Sunday, August 23, 2015

Manassas

It's hazy and humid on these ridges and plains of this Manassas battle field, probably I'd imagine, just about the same weather the soldiers from the North and South who fought each other encountered, considering it's the same month yet 150 and change years apart.

And boy is it gorgeous. To say walking through fields where 11,300 people died in a confusing and bloody battle over the span of just three days is a spiritual experience, well that's an understatement.

If trees could talk.

The ground, which undoubtedly is layered upon copious amounts of long dried blood, the forests, even a few houses remain intact, remain virtually as it was in 1862.

One major change is the population, and the traffic and noise that comes with it.

I walk down a wooden fence-lined hill with Civil War cannons still at ready and towards Lee Highway, which separates the battlefield, and I have to push a button at a traffic light in order to safely cross the insanely busy thoroughfare.
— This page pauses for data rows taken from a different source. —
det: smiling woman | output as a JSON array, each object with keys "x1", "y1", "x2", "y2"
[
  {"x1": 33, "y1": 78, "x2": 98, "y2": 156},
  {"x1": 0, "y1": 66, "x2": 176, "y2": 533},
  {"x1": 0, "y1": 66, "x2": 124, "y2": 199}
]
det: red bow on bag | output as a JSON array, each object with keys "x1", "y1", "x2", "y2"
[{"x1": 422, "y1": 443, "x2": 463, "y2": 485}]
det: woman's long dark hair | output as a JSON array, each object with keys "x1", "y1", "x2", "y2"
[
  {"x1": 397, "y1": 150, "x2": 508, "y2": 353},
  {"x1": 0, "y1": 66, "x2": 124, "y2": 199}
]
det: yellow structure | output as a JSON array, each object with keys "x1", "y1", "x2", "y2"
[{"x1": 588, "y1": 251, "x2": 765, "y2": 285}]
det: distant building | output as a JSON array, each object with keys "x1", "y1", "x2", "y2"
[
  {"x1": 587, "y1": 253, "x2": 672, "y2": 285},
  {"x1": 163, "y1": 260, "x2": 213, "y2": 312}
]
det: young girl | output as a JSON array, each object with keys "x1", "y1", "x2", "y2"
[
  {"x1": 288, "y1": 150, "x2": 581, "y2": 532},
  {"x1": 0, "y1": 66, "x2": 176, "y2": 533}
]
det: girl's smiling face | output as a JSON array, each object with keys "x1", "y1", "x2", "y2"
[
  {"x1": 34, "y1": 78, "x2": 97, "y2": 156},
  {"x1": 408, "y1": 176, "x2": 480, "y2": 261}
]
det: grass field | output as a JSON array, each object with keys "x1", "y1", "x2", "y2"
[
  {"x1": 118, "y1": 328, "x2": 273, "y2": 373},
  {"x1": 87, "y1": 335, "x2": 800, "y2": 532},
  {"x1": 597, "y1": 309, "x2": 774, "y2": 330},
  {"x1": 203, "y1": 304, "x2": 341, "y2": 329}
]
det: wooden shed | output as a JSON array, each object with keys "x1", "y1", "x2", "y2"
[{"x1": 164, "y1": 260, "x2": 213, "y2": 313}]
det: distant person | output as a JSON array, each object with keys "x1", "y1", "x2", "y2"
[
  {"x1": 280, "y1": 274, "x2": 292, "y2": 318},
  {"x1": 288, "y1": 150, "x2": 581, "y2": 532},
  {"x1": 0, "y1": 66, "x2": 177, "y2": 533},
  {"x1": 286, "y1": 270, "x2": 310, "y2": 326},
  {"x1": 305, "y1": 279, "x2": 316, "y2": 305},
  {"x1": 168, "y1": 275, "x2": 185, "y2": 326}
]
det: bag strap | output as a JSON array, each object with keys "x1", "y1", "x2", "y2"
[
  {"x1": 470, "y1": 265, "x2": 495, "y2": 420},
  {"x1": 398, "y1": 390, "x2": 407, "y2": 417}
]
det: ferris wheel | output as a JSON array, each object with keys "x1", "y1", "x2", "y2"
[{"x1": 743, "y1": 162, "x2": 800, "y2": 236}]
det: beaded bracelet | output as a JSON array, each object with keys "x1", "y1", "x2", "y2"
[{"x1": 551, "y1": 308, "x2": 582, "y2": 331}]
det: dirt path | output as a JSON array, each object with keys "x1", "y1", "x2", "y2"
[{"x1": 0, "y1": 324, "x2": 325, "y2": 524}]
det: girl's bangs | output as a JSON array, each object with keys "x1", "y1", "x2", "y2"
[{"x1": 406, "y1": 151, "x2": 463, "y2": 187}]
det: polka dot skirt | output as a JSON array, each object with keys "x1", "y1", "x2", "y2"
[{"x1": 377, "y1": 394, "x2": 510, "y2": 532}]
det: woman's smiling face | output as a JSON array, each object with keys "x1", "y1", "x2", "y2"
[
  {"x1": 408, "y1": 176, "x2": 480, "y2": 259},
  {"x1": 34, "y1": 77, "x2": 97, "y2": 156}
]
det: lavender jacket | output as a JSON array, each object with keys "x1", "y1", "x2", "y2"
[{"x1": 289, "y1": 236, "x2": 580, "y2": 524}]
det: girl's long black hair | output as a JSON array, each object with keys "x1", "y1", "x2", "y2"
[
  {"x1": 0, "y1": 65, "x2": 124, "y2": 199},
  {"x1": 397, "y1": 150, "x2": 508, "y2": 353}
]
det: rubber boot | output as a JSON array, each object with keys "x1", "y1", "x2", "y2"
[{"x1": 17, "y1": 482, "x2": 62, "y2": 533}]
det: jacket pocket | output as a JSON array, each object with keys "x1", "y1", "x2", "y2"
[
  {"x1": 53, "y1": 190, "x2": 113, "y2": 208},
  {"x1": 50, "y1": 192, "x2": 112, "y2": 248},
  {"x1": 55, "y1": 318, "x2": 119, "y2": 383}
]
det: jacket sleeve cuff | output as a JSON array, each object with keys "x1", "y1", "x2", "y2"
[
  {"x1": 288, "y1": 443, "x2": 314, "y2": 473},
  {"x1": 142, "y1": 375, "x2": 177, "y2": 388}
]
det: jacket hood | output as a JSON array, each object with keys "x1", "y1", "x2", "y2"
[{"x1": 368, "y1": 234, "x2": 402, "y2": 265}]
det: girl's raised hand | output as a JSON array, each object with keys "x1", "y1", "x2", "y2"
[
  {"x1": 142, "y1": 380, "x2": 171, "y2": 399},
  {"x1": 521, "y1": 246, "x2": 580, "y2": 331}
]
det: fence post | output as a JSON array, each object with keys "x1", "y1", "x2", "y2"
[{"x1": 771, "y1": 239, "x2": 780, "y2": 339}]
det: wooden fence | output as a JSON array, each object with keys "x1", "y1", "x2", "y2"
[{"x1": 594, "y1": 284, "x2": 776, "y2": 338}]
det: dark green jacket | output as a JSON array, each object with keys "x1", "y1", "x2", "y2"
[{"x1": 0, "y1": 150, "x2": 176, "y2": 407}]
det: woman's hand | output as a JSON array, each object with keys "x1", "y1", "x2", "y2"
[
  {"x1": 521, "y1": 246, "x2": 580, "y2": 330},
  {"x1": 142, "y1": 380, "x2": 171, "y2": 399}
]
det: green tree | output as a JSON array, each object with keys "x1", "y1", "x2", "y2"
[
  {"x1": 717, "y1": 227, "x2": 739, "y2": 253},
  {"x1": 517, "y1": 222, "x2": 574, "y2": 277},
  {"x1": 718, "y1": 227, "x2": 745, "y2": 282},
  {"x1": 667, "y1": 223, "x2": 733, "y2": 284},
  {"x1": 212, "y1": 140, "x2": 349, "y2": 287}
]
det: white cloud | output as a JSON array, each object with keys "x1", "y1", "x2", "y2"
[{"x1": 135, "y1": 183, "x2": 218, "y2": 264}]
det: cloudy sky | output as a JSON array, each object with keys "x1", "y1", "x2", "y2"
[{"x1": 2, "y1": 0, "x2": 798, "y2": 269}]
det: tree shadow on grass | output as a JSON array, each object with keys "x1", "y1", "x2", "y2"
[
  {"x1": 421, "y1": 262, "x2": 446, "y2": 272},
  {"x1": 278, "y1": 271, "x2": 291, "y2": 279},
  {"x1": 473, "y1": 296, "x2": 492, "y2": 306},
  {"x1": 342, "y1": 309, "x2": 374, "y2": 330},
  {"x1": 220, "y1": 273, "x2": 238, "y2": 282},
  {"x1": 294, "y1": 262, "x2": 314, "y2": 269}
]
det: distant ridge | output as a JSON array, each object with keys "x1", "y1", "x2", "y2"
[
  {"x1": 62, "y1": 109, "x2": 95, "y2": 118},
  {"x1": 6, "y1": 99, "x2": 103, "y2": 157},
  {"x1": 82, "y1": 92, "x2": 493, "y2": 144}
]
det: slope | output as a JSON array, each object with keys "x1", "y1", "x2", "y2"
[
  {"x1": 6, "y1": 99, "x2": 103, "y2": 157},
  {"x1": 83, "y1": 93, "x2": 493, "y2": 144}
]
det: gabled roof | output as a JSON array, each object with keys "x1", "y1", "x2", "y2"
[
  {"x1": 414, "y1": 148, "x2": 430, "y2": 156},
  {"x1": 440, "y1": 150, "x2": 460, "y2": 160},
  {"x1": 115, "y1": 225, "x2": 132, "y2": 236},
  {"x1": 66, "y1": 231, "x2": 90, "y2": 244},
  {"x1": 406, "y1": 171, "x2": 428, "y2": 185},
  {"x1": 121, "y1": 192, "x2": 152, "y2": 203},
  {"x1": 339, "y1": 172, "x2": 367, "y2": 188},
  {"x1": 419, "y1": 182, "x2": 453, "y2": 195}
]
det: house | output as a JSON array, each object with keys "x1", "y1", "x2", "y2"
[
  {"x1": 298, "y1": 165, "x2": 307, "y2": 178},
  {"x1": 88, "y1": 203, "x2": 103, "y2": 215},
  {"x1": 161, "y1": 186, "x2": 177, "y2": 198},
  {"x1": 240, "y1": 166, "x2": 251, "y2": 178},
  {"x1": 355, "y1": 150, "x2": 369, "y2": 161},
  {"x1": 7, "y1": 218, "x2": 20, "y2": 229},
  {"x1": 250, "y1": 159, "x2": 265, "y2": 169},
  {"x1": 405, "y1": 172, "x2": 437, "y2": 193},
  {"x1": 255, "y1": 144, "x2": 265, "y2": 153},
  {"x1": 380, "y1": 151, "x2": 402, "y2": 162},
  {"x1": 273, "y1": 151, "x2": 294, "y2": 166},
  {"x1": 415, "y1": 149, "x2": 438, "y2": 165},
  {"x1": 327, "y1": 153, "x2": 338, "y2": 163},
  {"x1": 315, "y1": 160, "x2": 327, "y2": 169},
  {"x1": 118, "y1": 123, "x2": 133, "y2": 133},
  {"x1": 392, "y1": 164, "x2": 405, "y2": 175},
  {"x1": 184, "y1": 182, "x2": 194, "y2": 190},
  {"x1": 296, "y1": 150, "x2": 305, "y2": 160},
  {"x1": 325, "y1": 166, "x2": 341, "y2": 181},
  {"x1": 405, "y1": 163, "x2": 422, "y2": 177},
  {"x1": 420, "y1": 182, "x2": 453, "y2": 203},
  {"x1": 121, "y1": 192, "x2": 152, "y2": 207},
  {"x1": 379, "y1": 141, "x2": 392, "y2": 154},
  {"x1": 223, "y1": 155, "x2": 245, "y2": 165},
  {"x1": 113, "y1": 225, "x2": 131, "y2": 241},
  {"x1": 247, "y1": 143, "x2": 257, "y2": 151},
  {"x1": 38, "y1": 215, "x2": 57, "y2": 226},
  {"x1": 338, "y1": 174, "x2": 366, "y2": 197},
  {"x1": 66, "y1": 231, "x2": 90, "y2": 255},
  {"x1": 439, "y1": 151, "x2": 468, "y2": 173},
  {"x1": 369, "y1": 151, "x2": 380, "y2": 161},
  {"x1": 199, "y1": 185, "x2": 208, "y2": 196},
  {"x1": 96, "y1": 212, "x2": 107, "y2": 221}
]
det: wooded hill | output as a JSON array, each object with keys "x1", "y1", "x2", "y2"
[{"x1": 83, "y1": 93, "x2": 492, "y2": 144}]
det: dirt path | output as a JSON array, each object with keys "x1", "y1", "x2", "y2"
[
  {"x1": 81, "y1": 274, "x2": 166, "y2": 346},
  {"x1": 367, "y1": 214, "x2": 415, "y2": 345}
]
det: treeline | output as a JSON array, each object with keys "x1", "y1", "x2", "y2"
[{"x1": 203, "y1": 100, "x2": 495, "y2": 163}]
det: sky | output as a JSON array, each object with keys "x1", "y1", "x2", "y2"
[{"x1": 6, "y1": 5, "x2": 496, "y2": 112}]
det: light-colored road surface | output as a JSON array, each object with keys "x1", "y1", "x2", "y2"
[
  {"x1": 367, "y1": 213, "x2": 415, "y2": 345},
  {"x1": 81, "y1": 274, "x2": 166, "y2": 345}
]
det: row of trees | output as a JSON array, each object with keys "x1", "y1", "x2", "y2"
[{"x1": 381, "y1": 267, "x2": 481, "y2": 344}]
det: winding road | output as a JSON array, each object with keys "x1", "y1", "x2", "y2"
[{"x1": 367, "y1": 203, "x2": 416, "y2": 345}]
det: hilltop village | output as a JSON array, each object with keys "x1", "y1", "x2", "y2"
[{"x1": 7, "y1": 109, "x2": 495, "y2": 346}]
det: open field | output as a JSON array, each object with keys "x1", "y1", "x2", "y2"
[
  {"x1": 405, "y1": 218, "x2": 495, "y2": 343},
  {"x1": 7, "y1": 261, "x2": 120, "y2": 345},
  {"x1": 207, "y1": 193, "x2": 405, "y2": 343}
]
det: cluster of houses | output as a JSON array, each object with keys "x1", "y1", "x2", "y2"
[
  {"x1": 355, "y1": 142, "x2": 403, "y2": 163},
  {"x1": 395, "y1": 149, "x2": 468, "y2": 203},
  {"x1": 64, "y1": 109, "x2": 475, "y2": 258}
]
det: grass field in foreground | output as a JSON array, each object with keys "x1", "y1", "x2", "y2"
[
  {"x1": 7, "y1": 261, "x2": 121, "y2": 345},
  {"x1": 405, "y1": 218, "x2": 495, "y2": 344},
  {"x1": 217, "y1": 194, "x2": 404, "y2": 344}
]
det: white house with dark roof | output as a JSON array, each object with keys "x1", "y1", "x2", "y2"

A truck bellowing out smog from its exhaust pipe followed by a line of Audis, Honda coupes, and Jeeps gets the green left turn arrow for Sudley Road and blows past me.

I begin to re think that whole spiritual experience thing.

But this whole area, if nothing else, is purposeful.

Before humans, deer foraged for plants here, and were stalked by wolves. Then came the Original Americans meandering and hunting, followed by the Anglo Saxons, dirt roads, railroads, and freeways. All of this simply, because it made sense. For this is the Shenandoah Valley, a fertile and flat area tucked between two less hospitable walls of mountains that extend for hundreds of miles.

Lee Highway, I-66, Sudley Road, these all exist for the same reasons those ancient animals traversed these plains, for the same reason Native Americans utilized the lands for thousands of years - accessibility.

Call it geographical determinism when, on that day in 1862, Northerners wanted to defend DC while also to suppress the Southern rebellion in their own de facto capital of Richmond, VA and this little crossroads happened to be the easiest path between the two.

I try to keep this in mind while standing here on Manassas battlefield with all its noise, and traffic congestion, and busyness. The battle would never have happened here, if it wouldn't one day look like this in August 2015.

Don't hate the player, hate the game.